Tropa de elite
1997, Rio de Janeiro. Le pape Jean-Paul II viendra visiter la ville dans 6 mois, dans ce pays à grosse majorité catholique. Malheureusement la cité est l’une des plus violentes du monde : les gangs trafiquants de drogues y font la loi. Armés jusqu’aux dents, ils font jeu égal avec les autorités officielles au niveau des moyens matériels (uzis, fusils d’assault, grenade…).
Les politiques ont décidé de nettoyer la ville de cette racaille, mais au problème des armes s’ajoute celui de la corruption des cadres de la police (des fois très haut placés) et de la forte impopularité de ses agents.
C’est dans ce contexte que José Padilha nous fait suivre les péripéties de 2 agents des forces de l’ordre poursuivant l’un des plus gros gangs d’une favela des collines de la ville.
Nascimento est capitaine d’une unité de la BOPE, unité d’intervention paramilitaire (équivalent du GIGN brésilien) discrète lors des infiltrations mais ne négligent pas sur les moyens lors des face à face. Très impliqué et excellent dans son boulot, il est néanmoins partagé entre la poursuite de sa carrière dans ce métier à haut risque et l’arrivé imminente d’un heureux évènement dans son couple. Rajoutez à cela ses relations difficiles avec certains de ses supérieurs corrompus. Sans doute le personnage le plus complexe du film, il est très intéressant d’observer ses changements de comportement ainsi que la pression psychologique que lui impose son poste.
André est un policier infiltré en fac de droit. Oui, ça étonne au premier abord : le but de l’opération est de s’approcher des dealeurs par l’intermédiaire des étudiants (dont les soirées sont très fournies en drogues) et ainsi remonter au pouvoir des gangs. Cette idée apparaissant saugrenue reflète cependant la réalité du terrain, puisque qu’un message du réalisateur nous indique au début du film que le scénario est tiré de faits réels (dires de policiers). José Padilha a l’excellente idée de présenter André dans le contexte d’un devoir de recherche sur la façon dont le pouvoir peut pervertir les institutions. S’en suit une passionnante scène de discussion entre les élèves sur la police; André étant seul contre tous pour la défendre. Ceci montre à quel point une partie de la société brésilienne (hautes et moyenne classe) participent indirectement à cette violence des bidonvilles. Ils sont les premiers « sponsors » des gangs vendant de la drogue et méprisent tout ce qui ressemble à un policier qui sont pour eux tous violents et corrompus.

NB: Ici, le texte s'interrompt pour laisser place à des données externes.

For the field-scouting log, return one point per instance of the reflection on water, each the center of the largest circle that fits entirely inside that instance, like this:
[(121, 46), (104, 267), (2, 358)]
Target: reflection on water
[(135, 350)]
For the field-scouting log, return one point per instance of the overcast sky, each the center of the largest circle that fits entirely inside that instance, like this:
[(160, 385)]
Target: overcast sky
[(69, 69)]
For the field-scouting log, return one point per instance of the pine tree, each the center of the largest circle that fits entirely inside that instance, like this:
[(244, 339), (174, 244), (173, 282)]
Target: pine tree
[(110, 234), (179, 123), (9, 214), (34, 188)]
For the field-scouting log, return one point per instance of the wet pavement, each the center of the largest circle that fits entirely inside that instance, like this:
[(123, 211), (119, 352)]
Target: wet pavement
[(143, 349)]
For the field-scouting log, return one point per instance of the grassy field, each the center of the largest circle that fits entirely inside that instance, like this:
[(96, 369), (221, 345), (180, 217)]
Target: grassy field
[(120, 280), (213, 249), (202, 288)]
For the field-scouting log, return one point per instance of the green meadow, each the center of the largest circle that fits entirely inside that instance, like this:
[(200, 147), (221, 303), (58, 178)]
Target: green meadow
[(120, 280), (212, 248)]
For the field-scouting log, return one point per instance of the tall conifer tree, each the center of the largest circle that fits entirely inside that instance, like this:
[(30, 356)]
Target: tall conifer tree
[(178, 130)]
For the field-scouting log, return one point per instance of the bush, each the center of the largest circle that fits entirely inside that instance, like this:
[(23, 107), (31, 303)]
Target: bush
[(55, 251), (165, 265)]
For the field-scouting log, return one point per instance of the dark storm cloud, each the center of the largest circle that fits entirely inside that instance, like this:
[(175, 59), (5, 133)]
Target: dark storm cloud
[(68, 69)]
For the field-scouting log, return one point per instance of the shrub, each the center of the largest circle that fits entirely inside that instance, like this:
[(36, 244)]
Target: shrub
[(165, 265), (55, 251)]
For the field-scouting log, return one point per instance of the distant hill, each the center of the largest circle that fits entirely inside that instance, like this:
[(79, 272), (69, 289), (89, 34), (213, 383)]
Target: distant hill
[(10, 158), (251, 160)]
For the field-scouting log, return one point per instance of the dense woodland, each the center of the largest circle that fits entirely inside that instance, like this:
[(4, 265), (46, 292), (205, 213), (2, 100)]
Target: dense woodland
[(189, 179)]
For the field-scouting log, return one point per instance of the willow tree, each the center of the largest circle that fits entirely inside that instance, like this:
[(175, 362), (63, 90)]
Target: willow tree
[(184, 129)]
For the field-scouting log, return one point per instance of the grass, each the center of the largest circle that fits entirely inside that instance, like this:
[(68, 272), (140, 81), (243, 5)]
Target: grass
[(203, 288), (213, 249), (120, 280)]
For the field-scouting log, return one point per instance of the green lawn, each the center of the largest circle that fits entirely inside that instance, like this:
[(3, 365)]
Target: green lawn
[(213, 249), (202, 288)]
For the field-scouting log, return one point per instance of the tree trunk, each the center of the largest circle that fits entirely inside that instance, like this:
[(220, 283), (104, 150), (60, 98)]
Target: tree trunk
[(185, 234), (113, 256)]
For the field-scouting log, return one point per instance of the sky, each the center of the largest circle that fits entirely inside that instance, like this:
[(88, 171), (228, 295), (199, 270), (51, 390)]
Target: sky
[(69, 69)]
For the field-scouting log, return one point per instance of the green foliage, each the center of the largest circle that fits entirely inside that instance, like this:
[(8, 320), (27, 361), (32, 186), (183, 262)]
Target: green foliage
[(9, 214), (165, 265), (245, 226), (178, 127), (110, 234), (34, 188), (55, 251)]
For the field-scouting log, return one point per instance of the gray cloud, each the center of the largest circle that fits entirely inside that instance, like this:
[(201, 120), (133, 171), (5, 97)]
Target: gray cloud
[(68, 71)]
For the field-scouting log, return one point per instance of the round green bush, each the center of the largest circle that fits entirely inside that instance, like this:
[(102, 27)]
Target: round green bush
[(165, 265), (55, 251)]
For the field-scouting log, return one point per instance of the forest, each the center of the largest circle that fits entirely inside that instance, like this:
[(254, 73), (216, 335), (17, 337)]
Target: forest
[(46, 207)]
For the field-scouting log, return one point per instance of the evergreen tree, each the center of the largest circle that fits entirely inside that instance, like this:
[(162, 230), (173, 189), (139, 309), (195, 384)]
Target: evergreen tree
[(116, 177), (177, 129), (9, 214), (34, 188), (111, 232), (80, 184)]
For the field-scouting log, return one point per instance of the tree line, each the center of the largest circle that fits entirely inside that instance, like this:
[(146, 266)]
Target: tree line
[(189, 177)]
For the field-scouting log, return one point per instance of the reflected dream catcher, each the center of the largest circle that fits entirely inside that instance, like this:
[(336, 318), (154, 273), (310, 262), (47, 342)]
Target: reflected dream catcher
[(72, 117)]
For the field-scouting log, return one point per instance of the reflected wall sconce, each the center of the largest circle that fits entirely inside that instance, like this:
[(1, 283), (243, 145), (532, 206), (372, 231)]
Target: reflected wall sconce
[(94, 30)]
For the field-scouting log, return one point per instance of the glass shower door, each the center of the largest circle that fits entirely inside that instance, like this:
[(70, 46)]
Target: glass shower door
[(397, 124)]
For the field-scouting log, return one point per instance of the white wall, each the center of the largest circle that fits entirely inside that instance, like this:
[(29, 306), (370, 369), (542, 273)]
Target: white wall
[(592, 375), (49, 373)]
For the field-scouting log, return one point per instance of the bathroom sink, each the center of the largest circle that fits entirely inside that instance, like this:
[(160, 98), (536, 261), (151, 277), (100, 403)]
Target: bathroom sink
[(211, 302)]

André voulant faire partie de la BOPE, il rejoindra Nascimento dans de choquantes scènes d’entrainement pour entrer dans ces unités. Ressemblant parfois à Full Metal Jacket (la dérision en moins) et rappelant des reportages tv sur le GIGN, cette partie du film est impressionnante de tous points de vue. Je pense d’ailleurs que la « scène de la grenade » deviendra culte.
La violence. C’est sans aucun doute ce que certains ont reproché à ce film. Mais c’est la dure réalité des favelas ainsi que des méthodes de la BOPE. Ces agents n’hésitent pas à menacer et torturer pour arriver à leurs fins. Leurs habits noirs ainsi que leur symbole en forme de tête de mort ne sont pas que des apparats.
Des acteurs convaincant, un sujet « coup de poing », des scènes d’action dures ainsi qu’une réalisation cinématographique réussie ont permis à cette œuvre d’obtenir l’Ours d’or à Berlin cette année. Après le très bon « Julia », ceci nous prouve la grande qualité de la sélection 2008.
Ce film sortira en septembre 2008 en France. Je vous le conseille vraiment.